Seyra sadar apa yg dia lakukan. Ya, tindakannya membuat perapian semakin besar dan besarnya perapian bisa membuat ruangan itu terbakar.
"Sori. Aku..." ujarnya sembari mengembalikan buku ke raknya semula.
"Kurasa kita harus melakukannya seperti tadi, Redd. Kau potret sesuatu yang aneh dan kemudian bisa membuat kita keluar dari sini. " usul Lyfa.
"Apa yang bisa ku potret...?" tanya Redd pada dirinya sendiri. Ia kemudian teringat sesuatu, suara yang muncul dari perapian. Hanya dia yang bisa mendengarkannya.
Redd mendekati perapian dengan hati-hati. Ia siap membidik perapian dengan kameranya.
"ceklik" suara shutter bersamaan dengan suara api yang meledak mengagetkan mereka semua. Setelah api meledak dan membesar beberapa saat, api itu padam dan tembok di belakang api yang menyala tadi mendadak bergeser ke atas. Terbukalah sebuah pintu kecil yang bisa mereka masuki dengan merangkak. Gregg merangkak memasukinya disusul 2 cewe di belakangnya, Seyra dan Lyfa.
Kertas foto di kamera yang Redd pakai keluar. Redd menariknya dan melihat ke kertas foto hasil jepretan tadi. Lagi-lagi penampakan lain terfoto dalam kertas tersebut. Ia melihat sesosok benda gosong terbakar di dalam perapian yang menyala itu. Ia tidak mau memperlihatkan foto itu pada teman-temannya. Setelah melihat foto itu, ia langsung memasukkannya ke dalam sakunya.
"Apa yang kau lihat?" tanya Eva penasaran. Hanya dia yang masih berada di ruangan itu.
"Tidak.

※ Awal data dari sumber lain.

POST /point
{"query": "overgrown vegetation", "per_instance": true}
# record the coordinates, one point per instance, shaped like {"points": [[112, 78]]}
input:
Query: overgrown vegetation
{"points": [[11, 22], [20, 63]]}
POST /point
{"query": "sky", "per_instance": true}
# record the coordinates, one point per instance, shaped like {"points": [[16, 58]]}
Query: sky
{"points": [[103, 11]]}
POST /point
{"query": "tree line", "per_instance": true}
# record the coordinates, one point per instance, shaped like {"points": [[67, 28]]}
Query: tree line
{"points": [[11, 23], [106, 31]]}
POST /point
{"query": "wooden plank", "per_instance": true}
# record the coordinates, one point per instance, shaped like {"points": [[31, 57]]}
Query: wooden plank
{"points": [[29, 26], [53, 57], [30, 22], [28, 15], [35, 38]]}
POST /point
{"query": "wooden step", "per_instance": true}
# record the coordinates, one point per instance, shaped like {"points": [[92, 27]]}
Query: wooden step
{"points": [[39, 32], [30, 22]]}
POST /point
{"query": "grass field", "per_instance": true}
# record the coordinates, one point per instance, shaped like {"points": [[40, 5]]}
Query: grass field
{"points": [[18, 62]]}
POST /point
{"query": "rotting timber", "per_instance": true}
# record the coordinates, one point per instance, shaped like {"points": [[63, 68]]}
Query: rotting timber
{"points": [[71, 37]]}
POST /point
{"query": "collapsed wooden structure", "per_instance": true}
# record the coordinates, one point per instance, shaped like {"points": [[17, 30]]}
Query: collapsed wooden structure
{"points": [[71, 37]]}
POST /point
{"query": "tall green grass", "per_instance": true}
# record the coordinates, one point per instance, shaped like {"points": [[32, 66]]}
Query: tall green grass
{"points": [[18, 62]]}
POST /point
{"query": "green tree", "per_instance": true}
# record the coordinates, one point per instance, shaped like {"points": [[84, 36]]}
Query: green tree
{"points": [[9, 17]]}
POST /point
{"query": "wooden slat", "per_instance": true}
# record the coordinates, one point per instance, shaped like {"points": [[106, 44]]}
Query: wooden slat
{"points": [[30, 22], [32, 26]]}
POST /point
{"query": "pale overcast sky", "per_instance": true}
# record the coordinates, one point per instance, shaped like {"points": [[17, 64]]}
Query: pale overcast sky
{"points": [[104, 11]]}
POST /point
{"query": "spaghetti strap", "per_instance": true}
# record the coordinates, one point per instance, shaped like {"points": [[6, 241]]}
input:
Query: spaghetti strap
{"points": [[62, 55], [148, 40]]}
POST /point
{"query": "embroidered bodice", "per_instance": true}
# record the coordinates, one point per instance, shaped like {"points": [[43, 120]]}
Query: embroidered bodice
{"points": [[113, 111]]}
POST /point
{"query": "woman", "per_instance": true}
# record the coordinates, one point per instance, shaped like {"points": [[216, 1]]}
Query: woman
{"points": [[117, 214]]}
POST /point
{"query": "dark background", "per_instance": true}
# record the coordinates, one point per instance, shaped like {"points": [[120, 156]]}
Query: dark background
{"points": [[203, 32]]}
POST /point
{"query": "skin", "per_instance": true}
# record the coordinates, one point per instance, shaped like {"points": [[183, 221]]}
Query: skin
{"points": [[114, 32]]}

Sebaiknya kau tidak melihatnya, Ev." ujar Redd sembari mendorong Eva ke dalam perapian. "Ayo, mereka sudah menunggu."
Eva merangkak memasuki perapian yang berdebu itu disusul Redd dan menemukan teman-temannya yang penuh dengan debu menunggunya.
Melihat wajah teman-temannya yang penuh dengan debu itu mereka tak kuat untuk menahan tawa. Ketika mereka tertawa, terdengar tawa mengerikan yang menyusul mereka tertawa dan membuat mereka diam.